What can an attacker do if they successfully exploit this?

An attacker gains database-level access with the privileges of the database account used by the application. This typically means reading all customer data, orders, payment information; modifying or deleting records; and potentially executing commands on the underlying system depending on database configuration.

Is this vulnerability in the CISA KEV catalog?

As of the current data, this vulnerability has not been added to CISA's Known Exploited Vulnerabilities catalog, though public exploits are confirmed to exist.
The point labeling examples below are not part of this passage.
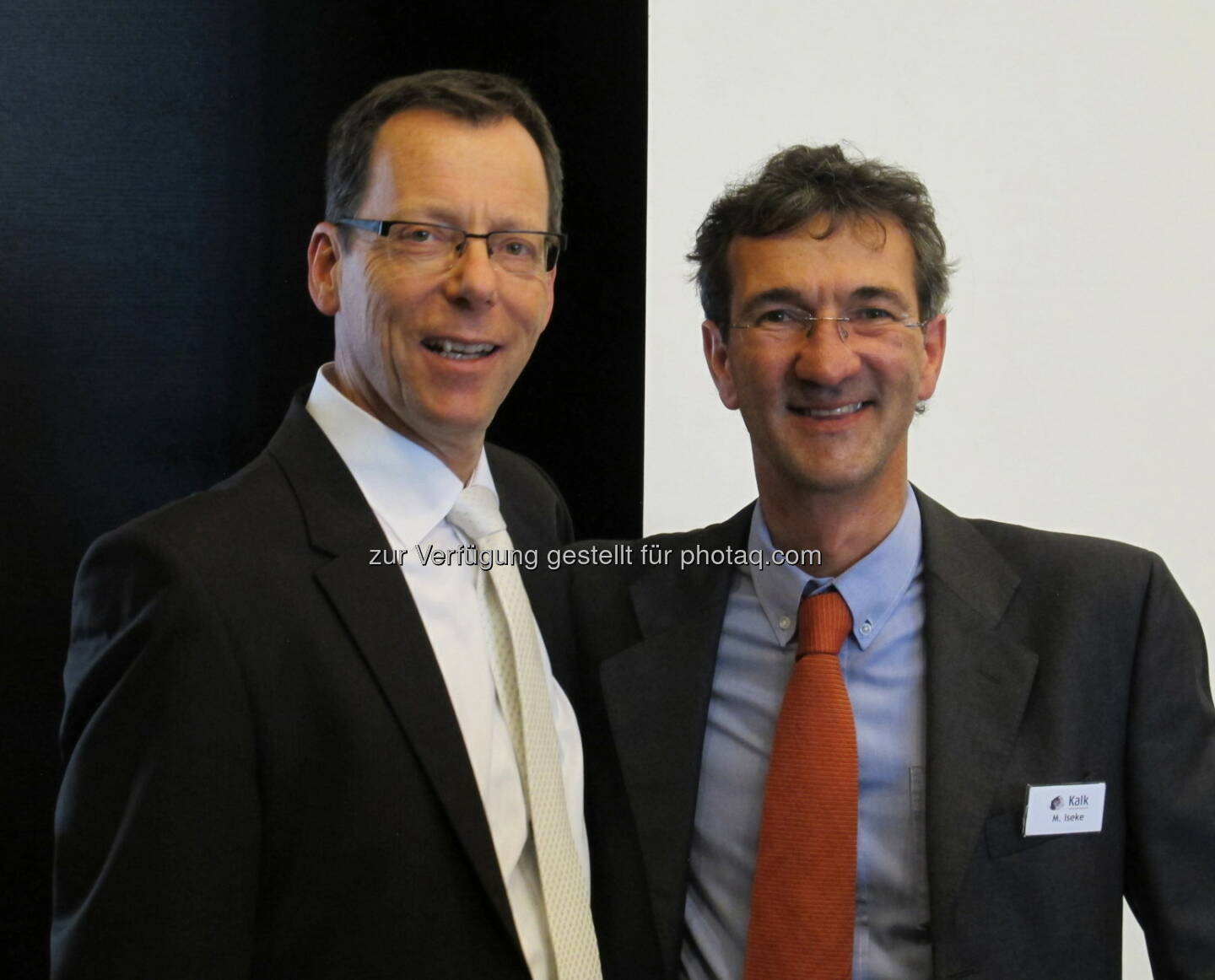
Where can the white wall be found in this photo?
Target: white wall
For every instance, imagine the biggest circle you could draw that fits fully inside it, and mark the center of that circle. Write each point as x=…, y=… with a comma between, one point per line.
x=1071, y=154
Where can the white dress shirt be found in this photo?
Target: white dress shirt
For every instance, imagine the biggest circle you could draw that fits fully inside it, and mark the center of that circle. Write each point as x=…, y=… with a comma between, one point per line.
x=411, y=491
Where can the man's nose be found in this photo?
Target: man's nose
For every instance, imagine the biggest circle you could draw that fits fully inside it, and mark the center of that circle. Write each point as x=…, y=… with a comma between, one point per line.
x=824, y=356
x=472, y=276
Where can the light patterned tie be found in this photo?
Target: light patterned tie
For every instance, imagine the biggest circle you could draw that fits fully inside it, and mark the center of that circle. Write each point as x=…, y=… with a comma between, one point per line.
x=522, y=687
x=803, y=902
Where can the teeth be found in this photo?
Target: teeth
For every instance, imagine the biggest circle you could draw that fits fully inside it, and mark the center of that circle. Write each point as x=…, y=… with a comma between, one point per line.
x=460, y=351
x=826, y=413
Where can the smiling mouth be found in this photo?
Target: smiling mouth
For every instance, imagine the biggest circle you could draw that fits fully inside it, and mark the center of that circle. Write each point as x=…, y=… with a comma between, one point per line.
x=829, y=413
x=458, y=350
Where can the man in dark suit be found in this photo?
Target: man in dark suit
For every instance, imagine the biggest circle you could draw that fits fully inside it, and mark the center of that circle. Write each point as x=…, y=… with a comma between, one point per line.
x=847, y=732
x=286, y=747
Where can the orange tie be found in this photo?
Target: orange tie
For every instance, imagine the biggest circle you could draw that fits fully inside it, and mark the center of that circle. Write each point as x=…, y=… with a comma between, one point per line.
x=803, y=902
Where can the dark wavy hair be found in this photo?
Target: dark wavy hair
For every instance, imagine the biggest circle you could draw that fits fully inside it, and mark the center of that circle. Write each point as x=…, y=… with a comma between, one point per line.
x=477, y=97
x=801, y=182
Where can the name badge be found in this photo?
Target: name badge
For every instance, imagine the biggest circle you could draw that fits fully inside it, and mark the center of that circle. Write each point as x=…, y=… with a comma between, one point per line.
x=1069, y=809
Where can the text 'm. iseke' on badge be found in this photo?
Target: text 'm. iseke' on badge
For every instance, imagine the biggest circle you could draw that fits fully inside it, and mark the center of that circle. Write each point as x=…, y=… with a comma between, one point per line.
x=1068, y=809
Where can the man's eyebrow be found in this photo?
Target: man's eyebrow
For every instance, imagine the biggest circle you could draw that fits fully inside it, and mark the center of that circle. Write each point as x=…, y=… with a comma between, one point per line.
x=776, y=294
x=878, y=293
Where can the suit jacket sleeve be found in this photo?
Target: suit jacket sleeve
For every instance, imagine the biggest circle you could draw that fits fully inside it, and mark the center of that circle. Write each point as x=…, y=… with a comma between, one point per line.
x=1170, y=786
x=157, y=825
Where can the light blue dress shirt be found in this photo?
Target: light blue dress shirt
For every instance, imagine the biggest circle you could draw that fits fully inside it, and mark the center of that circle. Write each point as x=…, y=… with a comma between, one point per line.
x=883, y=662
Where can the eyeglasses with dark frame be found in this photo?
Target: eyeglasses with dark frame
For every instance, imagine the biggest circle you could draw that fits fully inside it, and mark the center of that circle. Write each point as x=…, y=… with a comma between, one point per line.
x=869, y=322
x=522, y=253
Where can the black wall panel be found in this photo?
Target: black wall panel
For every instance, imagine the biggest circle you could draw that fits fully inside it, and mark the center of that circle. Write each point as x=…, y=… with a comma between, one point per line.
x=159, y=174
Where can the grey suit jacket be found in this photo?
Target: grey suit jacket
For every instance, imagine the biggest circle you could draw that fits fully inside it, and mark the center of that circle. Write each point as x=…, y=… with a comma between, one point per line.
x=264, y=773
x=1051, y=660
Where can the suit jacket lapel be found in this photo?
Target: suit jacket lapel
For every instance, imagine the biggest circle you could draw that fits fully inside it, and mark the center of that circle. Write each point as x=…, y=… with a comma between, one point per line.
x=978, y=681
x=378, y=610
x=656, y=696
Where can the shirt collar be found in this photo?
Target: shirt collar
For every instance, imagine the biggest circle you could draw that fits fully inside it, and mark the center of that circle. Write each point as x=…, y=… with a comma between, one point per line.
x=872, y=588
x=408, y=487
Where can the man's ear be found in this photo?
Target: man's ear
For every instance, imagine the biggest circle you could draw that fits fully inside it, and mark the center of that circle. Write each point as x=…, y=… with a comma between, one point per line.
x=935, y=348
x=325, y=267
x=717, y=356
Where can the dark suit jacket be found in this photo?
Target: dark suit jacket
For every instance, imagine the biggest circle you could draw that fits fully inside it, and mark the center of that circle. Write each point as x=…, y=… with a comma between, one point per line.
x=1051, y=660
x=265, y=776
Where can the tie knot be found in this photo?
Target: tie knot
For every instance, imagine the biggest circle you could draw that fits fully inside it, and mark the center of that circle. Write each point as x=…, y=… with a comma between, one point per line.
x=475, y=513
x=823, y=623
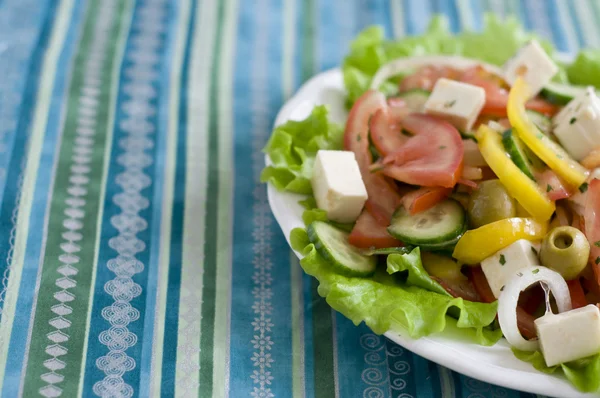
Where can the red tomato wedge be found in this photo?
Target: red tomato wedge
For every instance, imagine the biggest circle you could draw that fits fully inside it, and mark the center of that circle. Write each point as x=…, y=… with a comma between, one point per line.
x=577, y=295
x=433, y=156
x=555, y=188
x=424, y=198
x=386, y=130
x=368, y=233
x=591, y=216
x=383, y=197
x=496, y=94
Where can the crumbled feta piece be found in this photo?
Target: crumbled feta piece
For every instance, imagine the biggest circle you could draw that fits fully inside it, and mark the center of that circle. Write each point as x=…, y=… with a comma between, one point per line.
x=531, y=62
x=459, y=103
x=570, y=335
x=577, y=126
x=337, y=185
x=504, y=264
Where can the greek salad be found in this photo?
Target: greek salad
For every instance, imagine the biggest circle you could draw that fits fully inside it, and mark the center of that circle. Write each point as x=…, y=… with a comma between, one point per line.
x=464, y=188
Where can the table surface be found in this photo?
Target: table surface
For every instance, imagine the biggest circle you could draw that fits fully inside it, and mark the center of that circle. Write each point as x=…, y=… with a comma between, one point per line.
x=138, y=254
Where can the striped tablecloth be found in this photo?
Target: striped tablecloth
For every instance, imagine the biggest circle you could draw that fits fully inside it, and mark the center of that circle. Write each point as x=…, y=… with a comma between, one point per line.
x=138, y=254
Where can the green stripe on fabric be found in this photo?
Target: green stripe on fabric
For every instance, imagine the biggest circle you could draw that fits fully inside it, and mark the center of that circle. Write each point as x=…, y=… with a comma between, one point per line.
x=211, y=244
x=116, y=69
x=225, y=209
x=167, y=200
x=322, y=345
x=298, y=379
x=38, y=130
x=58, y=332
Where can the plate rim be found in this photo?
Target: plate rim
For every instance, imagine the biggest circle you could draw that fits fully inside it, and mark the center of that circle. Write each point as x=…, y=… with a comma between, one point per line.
x=435, y=348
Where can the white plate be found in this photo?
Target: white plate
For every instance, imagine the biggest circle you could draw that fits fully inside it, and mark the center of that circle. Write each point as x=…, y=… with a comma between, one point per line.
x=495, y=364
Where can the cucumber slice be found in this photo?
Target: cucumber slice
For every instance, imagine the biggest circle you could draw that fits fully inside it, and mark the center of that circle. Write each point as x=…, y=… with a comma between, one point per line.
x=561, y=94
x=543, y=122
x=432, y=229
x=332, y=244
x=517, y=152
x=415, y=99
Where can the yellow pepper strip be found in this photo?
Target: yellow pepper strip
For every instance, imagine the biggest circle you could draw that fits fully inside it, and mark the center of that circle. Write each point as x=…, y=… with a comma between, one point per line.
x=518, y=185
x=552, y=154
x=478, y=244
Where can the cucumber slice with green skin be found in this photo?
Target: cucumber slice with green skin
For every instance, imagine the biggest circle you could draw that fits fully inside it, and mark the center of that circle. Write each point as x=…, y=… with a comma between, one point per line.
x=543, y=122
x=561, y=94
x=432, y=228
x=388, y=250
x=415, y=99
x=517, y=152
x=332, y=244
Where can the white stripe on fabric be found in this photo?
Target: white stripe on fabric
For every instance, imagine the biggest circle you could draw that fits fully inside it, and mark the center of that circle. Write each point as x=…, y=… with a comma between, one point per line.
x=38, y=129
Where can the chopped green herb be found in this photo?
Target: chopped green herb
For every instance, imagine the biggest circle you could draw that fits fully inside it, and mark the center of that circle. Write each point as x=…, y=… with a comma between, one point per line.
x=449, y=104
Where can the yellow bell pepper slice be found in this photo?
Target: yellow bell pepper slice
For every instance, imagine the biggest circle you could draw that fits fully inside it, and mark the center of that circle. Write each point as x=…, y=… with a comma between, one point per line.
x=552, y=154
x=478, y=244
x=517, y=184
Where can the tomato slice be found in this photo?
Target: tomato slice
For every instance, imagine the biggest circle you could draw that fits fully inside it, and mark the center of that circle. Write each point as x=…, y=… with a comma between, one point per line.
x=424, y=198
x=383, y=197
x=553, y=185
x=433, y=156
x=577, y=295
x=386, y=130
x=368, y=233
x=591, y=216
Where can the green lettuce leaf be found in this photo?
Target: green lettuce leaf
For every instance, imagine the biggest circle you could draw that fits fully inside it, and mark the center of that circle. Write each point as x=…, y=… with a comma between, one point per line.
x=583, y=373
x=495, y=44
x=417, y=276
x=293, y=147
x=385, y=304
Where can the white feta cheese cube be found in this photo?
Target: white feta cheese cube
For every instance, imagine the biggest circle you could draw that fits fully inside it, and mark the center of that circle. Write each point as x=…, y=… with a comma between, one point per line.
x=570, y=335
x=459, y=103
x=504, y=264
x=337, y=185
x=577, y=126
x=533, y=64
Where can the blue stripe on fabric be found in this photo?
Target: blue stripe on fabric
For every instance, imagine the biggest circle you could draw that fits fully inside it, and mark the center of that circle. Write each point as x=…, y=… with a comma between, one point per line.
x=265, y=98
x=171, y=326
x=174, y=19
x=122, y=130
x=558, y=34
x=41, y=199
x=20, y=94
x=576, y=25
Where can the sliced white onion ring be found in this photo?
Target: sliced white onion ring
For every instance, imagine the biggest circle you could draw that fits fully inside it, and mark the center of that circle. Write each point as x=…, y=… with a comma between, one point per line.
x=401, y=65
x=507, y=302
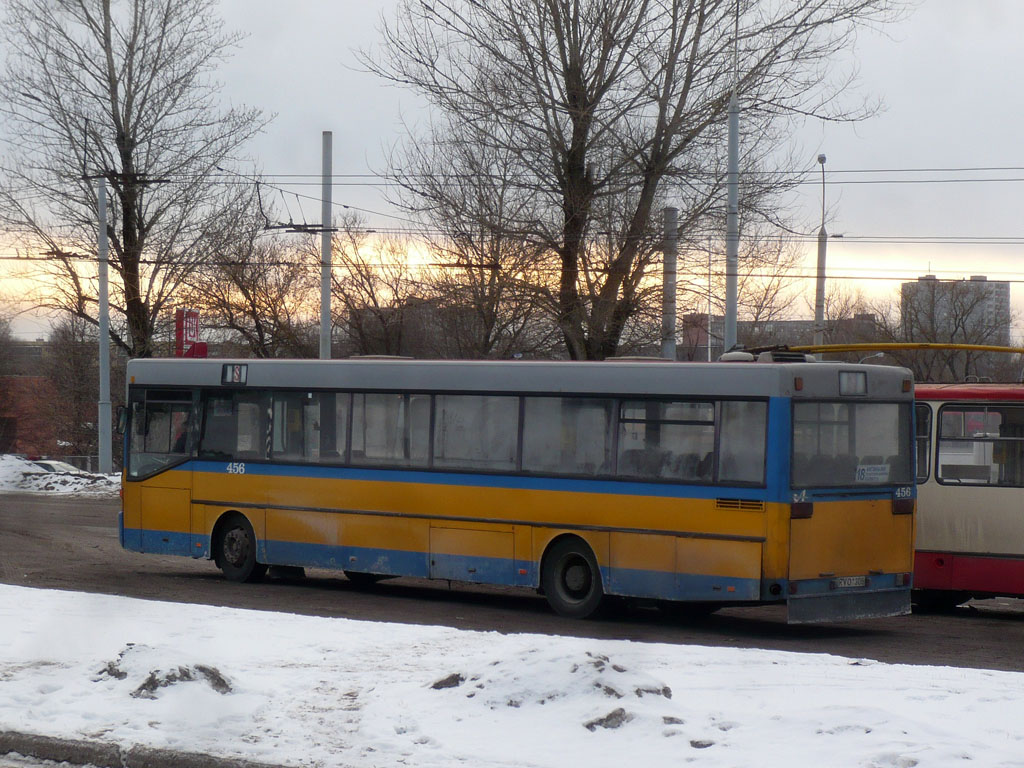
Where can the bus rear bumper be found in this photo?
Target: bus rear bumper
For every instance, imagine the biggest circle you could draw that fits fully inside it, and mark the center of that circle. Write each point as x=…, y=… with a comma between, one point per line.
x=848, y=605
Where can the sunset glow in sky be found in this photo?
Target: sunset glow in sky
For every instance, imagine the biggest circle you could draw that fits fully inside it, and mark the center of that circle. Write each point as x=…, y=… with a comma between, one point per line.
x=922, y=187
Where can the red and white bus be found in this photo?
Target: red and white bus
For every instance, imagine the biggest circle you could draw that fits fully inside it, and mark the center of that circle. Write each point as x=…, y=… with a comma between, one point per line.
x=970, y=531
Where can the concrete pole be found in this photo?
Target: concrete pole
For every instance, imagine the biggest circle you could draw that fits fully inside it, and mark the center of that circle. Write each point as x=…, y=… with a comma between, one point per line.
x=326, y=219
x=669, y=284
x=105, y=428
x=732, y=226
x=819, y=288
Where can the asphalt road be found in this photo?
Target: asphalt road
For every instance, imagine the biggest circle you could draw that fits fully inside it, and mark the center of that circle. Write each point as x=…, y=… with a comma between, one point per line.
x=72, y=544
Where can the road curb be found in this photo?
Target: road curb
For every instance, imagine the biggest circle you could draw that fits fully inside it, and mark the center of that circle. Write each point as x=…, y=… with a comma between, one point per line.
x=108, y=755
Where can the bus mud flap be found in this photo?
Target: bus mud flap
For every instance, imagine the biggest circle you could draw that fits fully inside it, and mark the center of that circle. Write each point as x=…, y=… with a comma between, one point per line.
x=848, y=606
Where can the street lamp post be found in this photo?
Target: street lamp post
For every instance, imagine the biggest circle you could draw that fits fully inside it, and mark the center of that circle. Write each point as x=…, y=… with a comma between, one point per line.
x=819, y=289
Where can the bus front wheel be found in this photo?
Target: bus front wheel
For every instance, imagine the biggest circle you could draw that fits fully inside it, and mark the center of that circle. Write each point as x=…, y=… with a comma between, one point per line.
x=571, y=580
x=237, y=551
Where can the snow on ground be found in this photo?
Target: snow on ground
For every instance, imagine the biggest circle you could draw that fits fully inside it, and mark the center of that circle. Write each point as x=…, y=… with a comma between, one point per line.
x=310, y=691
x=18, y=474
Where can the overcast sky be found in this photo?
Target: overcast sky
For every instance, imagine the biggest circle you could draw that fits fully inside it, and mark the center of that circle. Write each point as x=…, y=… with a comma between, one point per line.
x=947, y=75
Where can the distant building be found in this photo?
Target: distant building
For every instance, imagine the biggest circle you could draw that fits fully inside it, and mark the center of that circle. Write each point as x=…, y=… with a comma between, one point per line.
x=970, y=311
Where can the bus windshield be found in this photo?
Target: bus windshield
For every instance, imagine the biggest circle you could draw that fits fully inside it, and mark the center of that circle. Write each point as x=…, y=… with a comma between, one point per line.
x=851, y=443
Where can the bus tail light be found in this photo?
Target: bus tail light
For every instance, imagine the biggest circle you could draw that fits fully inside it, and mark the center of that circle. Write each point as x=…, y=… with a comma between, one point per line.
x=902, y=506
x=801, y=510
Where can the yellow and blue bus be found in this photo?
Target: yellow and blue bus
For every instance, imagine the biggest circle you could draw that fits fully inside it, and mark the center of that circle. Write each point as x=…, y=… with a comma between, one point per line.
x=722, y=483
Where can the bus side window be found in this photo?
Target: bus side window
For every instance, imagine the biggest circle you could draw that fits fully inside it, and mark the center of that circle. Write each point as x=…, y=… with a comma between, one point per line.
x=742, y=438
x=161, y=422
x=923, y=415
x=235, y=427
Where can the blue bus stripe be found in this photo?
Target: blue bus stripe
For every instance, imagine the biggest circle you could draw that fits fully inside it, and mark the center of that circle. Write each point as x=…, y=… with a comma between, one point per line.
x=584, y=485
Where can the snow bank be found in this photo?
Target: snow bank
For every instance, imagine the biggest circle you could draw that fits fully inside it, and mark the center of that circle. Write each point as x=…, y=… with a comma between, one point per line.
x=19, y=475
x=310, y=691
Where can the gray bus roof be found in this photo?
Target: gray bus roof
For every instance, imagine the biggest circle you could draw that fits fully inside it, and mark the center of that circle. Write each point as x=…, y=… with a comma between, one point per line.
x=554, y=377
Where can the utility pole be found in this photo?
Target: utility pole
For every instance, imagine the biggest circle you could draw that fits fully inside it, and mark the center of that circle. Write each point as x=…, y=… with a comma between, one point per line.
x=326, y=231
x=669, y=285
x=819, y=288
x=732, y=212
x=105, y=429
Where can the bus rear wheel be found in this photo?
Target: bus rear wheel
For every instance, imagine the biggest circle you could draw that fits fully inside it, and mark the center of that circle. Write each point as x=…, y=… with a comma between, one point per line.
x=571, y=580
x=364, y=581
x=236, y=554
x=938, y=601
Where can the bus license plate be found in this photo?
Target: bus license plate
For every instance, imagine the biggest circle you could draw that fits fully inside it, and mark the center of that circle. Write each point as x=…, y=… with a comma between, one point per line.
x=851, y=582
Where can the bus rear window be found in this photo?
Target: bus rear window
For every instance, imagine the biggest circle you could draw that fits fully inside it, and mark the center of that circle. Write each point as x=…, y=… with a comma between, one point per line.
x=842, y=443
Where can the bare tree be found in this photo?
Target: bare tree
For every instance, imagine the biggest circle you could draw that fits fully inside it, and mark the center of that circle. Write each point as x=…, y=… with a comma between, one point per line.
x=258, y=289
x=384, y=307
x=70, y=363
x=946, y=312
x=123, y=89
x=491, y=282
x=608, y=105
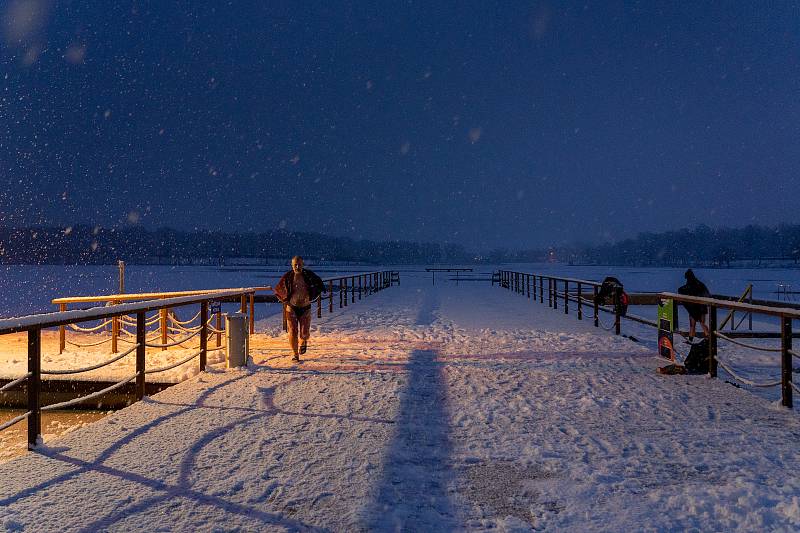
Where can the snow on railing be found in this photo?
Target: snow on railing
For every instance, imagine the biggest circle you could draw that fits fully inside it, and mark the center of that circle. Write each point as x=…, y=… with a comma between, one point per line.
x=352, y=286
x=34, y=324
x=523, y=282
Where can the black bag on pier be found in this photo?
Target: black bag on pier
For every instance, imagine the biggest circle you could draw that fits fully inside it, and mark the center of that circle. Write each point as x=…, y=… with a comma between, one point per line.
x=697, y=362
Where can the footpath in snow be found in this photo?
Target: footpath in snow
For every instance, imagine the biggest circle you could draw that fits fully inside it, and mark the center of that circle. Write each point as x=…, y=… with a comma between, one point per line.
x=430, y=409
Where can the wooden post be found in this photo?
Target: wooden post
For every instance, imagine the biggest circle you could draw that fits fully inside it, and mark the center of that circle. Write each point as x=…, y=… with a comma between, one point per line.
x=712, y=340
x=219, y=325
x=252, y=312
x=62, y=332
x=555, y=293
x=34, y=386
x=141, y=350
x=204, y=334
x=163, y=313
x=786, y=362
x=541, y=290
x=114, y=333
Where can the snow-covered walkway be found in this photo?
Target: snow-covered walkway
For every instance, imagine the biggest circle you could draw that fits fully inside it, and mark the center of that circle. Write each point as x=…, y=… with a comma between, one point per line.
x=426, y=408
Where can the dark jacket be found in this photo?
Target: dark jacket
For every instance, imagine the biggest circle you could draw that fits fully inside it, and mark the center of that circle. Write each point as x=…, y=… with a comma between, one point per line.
x=283, y=290
x=694, y=287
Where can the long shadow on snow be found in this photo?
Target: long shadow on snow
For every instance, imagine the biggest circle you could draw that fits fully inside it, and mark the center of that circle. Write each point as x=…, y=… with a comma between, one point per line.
x=412, y=494
x=166, y=490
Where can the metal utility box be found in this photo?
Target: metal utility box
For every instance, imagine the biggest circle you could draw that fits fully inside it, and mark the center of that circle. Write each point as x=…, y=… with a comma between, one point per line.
x=237, y=340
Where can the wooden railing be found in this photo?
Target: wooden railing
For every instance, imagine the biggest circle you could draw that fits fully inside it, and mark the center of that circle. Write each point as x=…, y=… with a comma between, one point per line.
x=165, y=318
x=526, y=284
x=34, y=324
x=352, y=286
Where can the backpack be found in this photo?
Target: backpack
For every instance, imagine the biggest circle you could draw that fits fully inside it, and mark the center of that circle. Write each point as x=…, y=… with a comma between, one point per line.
x=698, y=362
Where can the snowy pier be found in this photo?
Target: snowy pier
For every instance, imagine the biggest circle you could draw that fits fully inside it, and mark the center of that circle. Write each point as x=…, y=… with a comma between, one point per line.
x=425, y=408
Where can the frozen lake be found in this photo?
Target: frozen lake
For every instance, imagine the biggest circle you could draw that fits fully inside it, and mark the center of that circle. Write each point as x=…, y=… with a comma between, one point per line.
x=28, y=289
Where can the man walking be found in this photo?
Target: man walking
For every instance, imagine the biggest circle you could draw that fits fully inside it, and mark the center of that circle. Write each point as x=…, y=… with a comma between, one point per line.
x=697, y=312
x=297, y=289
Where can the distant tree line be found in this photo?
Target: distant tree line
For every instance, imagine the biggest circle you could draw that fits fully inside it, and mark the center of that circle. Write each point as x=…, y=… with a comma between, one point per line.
x=93, y=245
x=699, y=246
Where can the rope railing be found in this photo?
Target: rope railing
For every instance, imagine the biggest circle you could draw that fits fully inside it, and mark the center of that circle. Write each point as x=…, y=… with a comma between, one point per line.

CISA's inclusion status may change as the threat landscape evolves.

What if I'm running a version other than 1.0?

Check SourceCodester's security advisories to determine if your version is affected. While this CVE specifically references version 1.0, similar SQL injection issues could exist in other versions. Review their patch release notes carefully.

This analysis is provided for informational purposes to support security decision-making. While the vulnerability details and CVSS score are based on authoritative CVE data, organizations should verify specific patch availability, compatibility, and deployment timelines with SourceCodester's official security advisories. SEC.co makes no warranty regarding the completeness or real-time accuracy of exploit availability claims. Always test patches in non-production environments before production deployment. This explainer does not constitute legal advice, and organizations remain responsible for their own security posture and compliance obligations. Source: NVD (public-domain), retrieved 2026-07-07. Analysis generated by SEC.co (claude-haiku-4-5).